Sunnyvale is getting ready to trade lab coats for front porches.
The Sunnyvale Planning Commission on Monday signed off on a plan to tear down two aging office and research campuses on De Guigne Drive and replace them with 370 homes, voting 6-0 to move the proposal forward. The project would bring 329 primary for-sale units plus 41 accessory dwelling units, reshaping the eastern edge of Sunnyvale and, according to planners and neighbors, cranking up pressure on local services and traffic mitigation.
The proposal calls for demolishing the office buildings at 510 and 920 De Guigne Drive and building a mix of townhomes and smaller multi-family buildings in their place, according to The Mercury News. The application, led by an affiliate of Tidewater Capital, lays out the 329 for-sale units and 41 accessory units and includes new streetscape features and open space meant to stitch the project into the surrounding neighborhood rather than wall it off.
An affiliate of Tidewater Capital spent about $65 million in 2024 to buy portions of the site, a deal that industry watchers said set up the conversion of underused office parks into housing. The Real Deal reported that purchase and pointed to broader office vacancies across Silicon Valley that have made housing-focused redevelopments far more attractive to investors.

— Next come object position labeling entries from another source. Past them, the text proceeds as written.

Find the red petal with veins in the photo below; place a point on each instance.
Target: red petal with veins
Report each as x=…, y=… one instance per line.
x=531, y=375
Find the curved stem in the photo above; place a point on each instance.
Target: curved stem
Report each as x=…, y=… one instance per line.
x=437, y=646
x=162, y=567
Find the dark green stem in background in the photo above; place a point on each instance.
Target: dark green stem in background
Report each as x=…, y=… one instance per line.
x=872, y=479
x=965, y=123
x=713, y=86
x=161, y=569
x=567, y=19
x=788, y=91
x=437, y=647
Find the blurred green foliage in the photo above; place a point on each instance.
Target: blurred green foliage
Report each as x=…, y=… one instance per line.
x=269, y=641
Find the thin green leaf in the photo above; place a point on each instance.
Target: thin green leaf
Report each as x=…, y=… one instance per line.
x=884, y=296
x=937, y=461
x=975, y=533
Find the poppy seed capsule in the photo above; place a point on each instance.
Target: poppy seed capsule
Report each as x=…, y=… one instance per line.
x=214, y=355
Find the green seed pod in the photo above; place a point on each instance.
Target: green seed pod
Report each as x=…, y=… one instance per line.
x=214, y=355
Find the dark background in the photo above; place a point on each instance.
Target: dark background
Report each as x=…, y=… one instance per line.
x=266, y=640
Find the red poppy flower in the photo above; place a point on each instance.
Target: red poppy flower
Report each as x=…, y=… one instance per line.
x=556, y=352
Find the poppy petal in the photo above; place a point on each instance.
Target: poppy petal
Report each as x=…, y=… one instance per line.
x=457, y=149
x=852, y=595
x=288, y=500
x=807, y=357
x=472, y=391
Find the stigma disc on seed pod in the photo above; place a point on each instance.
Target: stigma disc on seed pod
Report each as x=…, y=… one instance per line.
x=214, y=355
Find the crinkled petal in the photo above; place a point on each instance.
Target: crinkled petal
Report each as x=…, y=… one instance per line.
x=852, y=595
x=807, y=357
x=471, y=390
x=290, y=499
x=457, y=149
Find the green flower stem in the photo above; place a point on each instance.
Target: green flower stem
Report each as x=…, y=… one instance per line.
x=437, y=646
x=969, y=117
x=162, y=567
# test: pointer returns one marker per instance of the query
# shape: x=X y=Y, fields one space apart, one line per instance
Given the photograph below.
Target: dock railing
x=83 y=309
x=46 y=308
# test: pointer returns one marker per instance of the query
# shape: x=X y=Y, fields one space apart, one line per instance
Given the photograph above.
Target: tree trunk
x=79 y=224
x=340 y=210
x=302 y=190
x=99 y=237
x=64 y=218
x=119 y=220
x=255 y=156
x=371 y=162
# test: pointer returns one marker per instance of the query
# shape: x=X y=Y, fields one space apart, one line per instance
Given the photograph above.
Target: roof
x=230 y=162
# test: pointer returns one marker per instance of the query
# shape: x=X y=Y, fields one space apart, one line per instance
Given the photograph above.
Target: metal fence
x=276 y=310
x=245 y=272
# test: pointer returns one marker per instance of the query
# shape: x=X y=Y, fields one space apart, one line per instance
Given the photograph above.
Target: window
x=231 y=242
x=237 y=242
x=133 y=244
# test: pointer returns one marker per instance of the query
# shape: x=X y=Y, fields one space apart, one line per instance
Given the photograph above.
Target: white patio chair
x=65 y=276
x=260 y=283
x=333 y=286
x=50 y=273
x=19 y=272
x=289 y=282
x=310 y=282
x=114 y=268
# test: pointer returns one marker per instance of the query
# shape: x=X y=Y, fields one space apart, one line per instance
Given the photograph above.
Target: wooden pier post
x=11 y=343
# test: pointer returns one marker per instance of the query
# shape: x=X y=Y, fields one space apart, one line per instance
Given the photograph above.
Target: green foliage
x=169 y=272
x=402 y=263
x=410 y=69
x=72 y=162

Neighbors warn of traffic and thin services
Residents near the site are bracing for a lot more cars and not nearly enough neighborhood amenities to support them.
"Adding the vehicle load of over 360 new households will drastically increase traffic density," Sunnyvale resident Lei Duan wrote to the city, arguing that local streets are already feeling crowded. Neighborhood advocate Christina O'Guinn added that north Sunnyvale "has long faced underinvestment and still lacks full-service grocery stores," according to The Mercury News. Taken together, the comments paint a picture of a part of town that wants housing but is nervous about what happens when 370 new households all try to run errands at the same time.
Design, waivers and environmental homework
Planning commissioners are not done kicking the tires on the design details.
At an earlier study session, commissioners pressed the developer for clearer visuals and a stronger, unit-by-unit case for several requested waivers, including reduced setbacks and specific material choices. A summary of that meeting notes that city staff will require a formal environmental checklist along with more detailed plans for open space, tree replacement and soil remediation before the project can secure final entitlements, according to Citizen Portal.
In other words, the basic concept is in play, but the fine print on how green, how safe and how comfortable the site will be is still very much under review.
What comes next at City Hall
The commission's unanimous vote sends the project into Sunnyvale's remaining review gauntlet, which still includes additional public hearings, environmental review and eventual consideration by the City Council. The city's planning pages outline how public hearings work and how notices are posted, and staff say the developer is expected to come back with supplemental exhibits and detailed, unit-level justifications for its requests at the next formal hearing, according to Sunnyvale.
The offices at 510 and 920 De Guigne Drive may be living on borrowed time, but the debates over how exactly to turn them into homes are only just getting started.